Inclusion is a topic that really gets Ulrike Witten talking. You can tell that it is important to her. Since 2014 it has been the focus of her research in the Faculty of Theology. “Inclusion is highly relevant for society,” says the native of Leipzig. Therefore, she finds it particularly frustrating that the topic often is presented in abbreviated form in public discussions. “It’s counterproductive,” she says.
A fine distinction should first be made: Inclusion is not egalitarianism. Instead, it focuses on equal participation. For a long time, it has been about more than just including people with disabilities, but about inclusion in all areas of society, like taking into consideration someone’s background, level of education, age and much more.

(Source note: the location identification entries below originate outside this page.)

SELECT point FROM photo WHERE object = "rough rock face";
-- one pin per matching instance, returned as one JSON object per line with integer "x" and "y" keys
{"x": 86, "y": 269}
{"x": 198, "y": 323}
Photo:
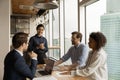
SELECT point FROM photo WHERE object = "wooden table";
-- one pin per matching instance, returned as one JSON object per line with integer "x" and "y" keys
{"x": 65, "y": 76}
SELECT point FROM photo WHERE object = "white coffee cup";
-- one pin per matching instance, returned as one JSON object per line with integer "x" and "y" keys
{"x": 73, "y": 73}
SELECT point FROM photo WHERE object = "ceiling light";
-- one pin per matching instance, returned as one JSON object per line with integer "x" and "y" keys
{"x": 46, "y": 4}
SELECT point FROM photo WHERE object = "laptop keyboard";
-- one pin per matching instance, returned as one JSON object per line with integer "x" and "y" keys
{"x": 43, "y": 72}
{"x": 45, "y": 78}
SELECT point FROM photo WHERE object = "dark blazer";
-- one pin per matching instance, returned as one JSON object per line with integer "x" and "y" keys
{"x": 15, "y": 67}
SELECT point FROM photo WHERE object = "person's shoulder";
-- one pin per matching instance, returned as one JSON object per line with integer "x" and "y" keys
{"x": 83, "y": 45}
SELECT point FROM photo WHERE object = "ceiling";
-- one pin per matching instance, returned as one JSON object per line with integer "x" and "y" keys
{"x": 23, "y": 7}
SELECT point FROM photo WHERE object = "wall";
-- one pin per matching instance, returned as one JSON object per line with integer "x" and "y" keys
{"x": 113, "y": 6}
{"x": 4, "y": 32}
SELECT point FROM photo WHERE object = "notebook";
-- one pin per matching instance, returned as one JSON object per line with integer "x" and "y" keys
{"x": 48, "y": 68}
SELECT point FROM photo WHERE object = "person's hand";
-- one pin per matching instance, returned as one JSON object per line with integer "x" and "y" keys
{"x": 41, "y": 46}
{"x": 64, "y": 68}
{"x": 33, "y": 54}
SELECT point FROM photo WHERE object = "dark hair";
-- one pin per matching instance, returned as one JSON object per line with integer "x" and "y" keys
{"x": 99, "y": 38}
{"x": 38, "y": 26}
{"x": 19, "y": 38}
{"x": 78, "y": 35}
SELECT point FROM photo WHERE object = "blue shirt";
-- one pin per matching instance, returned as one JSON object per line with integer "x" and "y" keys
{"x": 77, "y": 54}
{"x": 34, "y": 42}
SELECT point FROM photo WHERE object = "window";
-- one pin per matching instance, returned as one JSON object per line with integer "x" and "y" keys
{"x": 107, "y": 20}
{"x": 19, "y": 24}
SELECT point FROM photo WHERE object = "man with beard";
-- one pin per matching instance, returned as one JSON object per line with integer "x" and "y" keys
{"x": 78, "y": 53}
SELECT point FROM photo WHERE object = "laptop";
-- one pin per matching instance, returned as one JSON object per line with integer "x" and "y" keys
{"x": 48, "y": 68}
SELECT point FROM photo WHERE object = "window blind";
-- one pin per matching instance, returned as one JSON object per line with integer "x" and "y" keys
{"x": 110, "y": 26}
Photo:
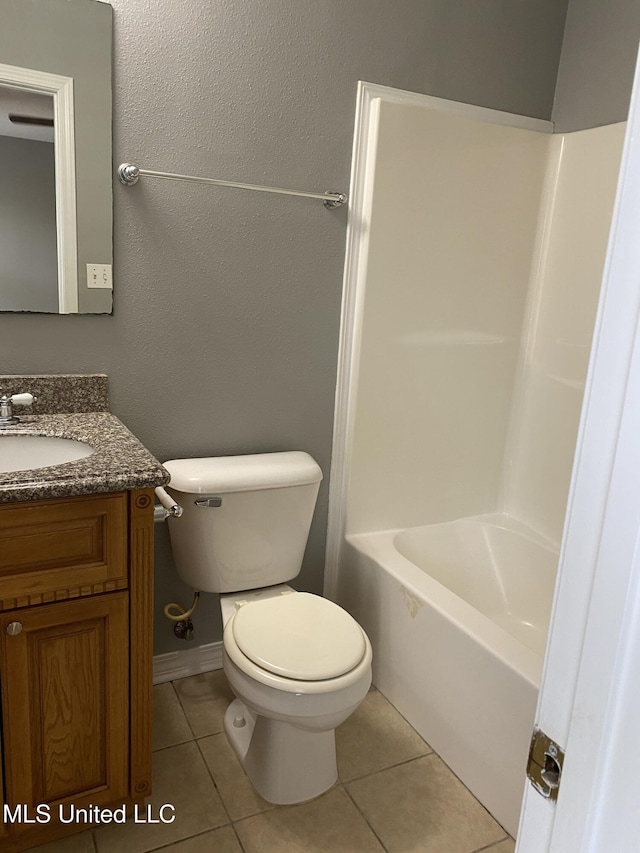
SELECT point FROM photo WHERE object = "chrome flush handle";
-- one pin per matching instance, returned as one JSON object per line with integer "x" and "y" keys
{"x": 7, "y": 402}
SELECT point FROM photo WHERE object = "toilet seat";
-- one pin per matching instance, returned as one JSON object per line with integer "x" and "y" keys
{"x": 297, "y": 643}
{"x": 300, "y": 636}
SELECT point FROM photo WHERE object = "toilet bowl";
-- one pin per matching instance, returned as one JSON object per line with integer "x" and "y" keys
{"x": 298, "y": 664}
{"x": 282, "y": 728}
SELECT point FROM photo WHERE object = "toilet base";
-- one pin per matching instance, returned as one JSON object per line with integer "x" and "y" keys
{"x": 286, "y": 764}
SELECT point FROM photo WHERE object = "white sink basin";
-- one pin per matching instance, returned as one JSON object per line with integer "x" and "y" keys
{"x": 23, "y": 452}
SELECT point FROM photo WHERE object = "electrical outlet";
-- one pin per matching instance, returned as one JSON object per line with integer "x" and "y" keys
{"x": 99, "y": 275}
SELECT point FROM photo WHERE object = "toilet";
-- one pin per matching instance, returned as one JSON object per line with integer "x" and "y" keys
{"x": 298, "y": 664}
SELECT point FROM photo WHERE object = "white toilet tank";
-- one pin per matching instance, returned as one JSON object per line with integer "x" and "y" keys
{"x": 246, "y": 518}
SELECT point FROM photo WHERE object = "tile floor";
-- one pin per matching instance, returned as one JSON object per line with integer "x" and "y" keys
{"x": 394, "y": 793}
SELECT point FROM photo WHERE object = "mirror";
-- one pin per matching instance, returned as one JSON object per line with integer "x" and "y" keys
{"x": 56, "y": 247}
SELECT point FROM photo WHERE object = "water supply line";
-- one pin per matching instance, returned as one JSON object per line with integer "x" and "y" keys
{"x": 168, "y": 509}
{"x": 179, "y": 614}
{"x": 175, "y": 612}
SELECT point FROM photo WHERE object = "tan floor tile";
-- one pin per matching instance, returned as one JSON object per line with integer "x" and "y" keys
{"x": 421, "y": 807}
{"x": 80, "y": 843}
{"x": 328, "y": 824}
{"x": 181, "y": 779}
{"x": 237, "y": 792}
{"x": 221, "y": 840}
{"x": 205, "y": 698}
{"x": 506, "y": 846}
{"x": 374, "y": 737}
{"x": 170, "y": 726}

It goes without saying that there are differences between people. However, “there are also unjust differences,” says the 38-year-old. For example, it has long been scientifically proven that access to a secondary school in Germany is determined, not by academic performance, but by origin. “That is not okay. Inclusion can address this.”

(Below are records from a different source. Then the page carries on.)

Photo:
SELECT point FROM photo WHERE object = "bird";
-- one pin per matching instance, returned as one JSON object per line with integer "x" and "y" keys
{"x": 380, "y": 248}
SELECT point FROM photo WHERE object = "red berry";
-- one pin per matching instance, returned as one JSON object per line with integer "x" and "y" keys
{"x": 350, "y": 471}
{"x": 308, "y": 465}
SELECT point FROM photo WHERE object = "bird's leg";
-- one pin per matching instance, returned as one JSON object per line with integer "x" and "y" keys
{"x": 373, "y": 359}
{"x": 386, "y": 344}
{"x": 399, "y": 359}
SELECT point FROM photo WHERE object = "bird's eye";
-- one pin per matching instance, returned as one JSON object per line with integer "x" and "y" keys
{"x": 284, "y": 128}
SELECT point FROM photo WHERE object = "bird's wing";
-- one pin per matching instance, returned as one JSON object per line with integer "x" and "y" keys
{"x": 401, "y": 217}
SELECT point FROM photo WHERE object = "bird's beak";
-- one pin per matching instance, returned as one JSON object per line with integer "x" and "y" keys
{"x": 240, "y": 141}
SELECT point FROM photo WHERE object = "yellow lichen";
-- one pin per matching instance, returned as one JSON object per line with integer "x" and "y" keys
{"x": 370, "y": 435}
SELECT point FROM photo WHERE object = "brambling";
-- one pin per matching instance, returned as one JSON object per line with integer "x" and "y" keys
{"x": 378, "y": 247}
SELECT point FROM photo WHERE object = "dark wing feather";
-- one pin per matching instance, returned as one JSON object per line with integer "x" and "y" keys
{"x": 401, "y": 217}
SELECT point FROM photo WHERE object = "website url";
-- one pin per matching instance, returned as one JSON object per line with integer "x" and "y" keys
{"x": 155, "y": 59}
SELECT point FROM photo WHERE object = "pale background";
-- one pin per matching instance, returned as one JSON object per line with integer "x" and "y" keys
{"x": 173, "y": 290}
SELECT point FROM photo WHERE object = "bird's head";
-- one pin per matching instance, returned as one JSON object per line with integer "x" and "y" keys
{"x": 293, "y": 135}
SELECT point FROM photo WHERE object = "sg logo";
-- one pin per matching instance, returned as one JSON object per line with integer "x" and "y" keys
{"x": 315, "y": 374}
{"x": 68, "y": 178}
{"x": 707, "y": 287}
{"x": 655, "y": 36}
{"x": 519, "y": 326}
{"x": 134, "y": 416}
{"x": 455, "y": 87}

In order to create long-term change, it is important to take a closer look at inclusion and its development from a scientific perspective. During her post-doc studies, Ulrike Witten examined it at length with respect to religious education studies. She traced the context in which it arose and examined contradictions. And she pursued the question of how the term can be understood in the context of religious education studies. “I felt it was important to understand inclusion not only as a topic for religious education but also as a fundamental motivation for societal reform. That means finding out where there are unjust inequalities that need to be addressed,” she explains. This includes the question of whether non-denominational students should similarly participate in religious education like Christian students. She examined 15 different concepts of inclusion in religious education studies and analysed how they can impact religious education studies and where their limits lie.
Society’s heterogeneity is particularly evident in the area of religious education; many students now grow up in homes where Christianity plays no or only a very minor role, or they practice a different faith. “Reli-gious education teachers must be prepared for this reality,” says Witten, because only then can they react appropriately later on in their careers. The point is to provide religious education against the backdrop of this diversity. “A lot can be achieved if we are able to successfully invoke an awareness for this when training religious education students,” she says.

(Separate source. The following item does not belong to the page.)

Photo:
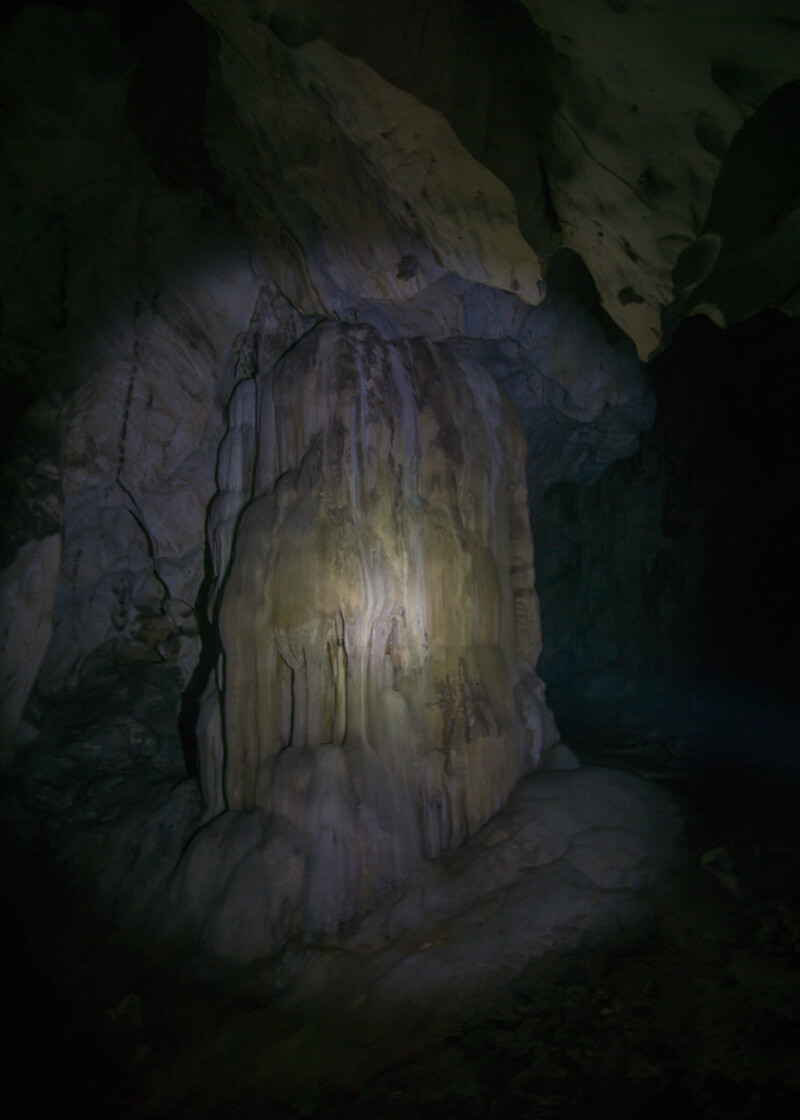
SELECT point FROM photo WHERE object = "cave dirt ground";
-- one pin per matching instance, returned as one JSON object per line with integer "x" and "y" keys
{"x": 695, "y": 1011}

A further problem is the fact that teaching and research in the field of religious education studies is generally very strongly oriented towards grammar school education. “That is a limited view,” says Witten. The pressure is particularly high in secondary schools because it is precisely those pupils who often come from socially disadvantaged families or are children of migrants that often have a different religious background.
This is another reason why the 38-year-old believes the time has come for inclusion to be underpinned more and more by didactic methods. In other words, all academic subjects must consider the consequences and conclusions for their own academic discipline during teacher training.
Before Witten decided to become a researcher, she herself stood in front of a school class as a teacher. From 2010 to 2012 she completed her student traineeship at the Herder grammar school in Halle. At the time she was already the mother of a small son. In 2013 she defended her doctoral thesis. A short time later she gave birth to her second child and began teaching at Elisabeth Gymnasium, a Catholic grammar school in Halle. “I loved going chronologically through the school year with the students. I sometimes miss that now,” she says. Because, she says, you’re more of a lone wolf in the world of research.
But she does not regret taking the path she has taken. According to her, the contact she has to the many interesting colleagues whom she runs into every day at the university is priceless. “The diversity and coexistence of the different subjects” is something she particularly likes. “You will always get a profound answer from whomever you pose the question to,” says the researcher, who has also been the Equal Opportunities Officer in the Faculty of Theology since 2016.
By its very nature, she says, the office is closely linked to inclusion because it is about promoting those who are underrepresented. And in science, unfortunately, they are still often women. Ulrike Witten calls it “inconceivable” that, in March 2020, she was still only the first woman ever to do a post-doc degree in the Faculty of Theology. “However,” she adds, “I am just one of a new group of young female scientists for whom the ground has been prepared by earlier generations of women.” This is encouraging. She herself has received a great deal of support along the way, for example through a mentoring program that was designed to reduce the still too high exit ratio of women who have completed their PhDs. Such support tools are more than desirable, says Ulrike Witten.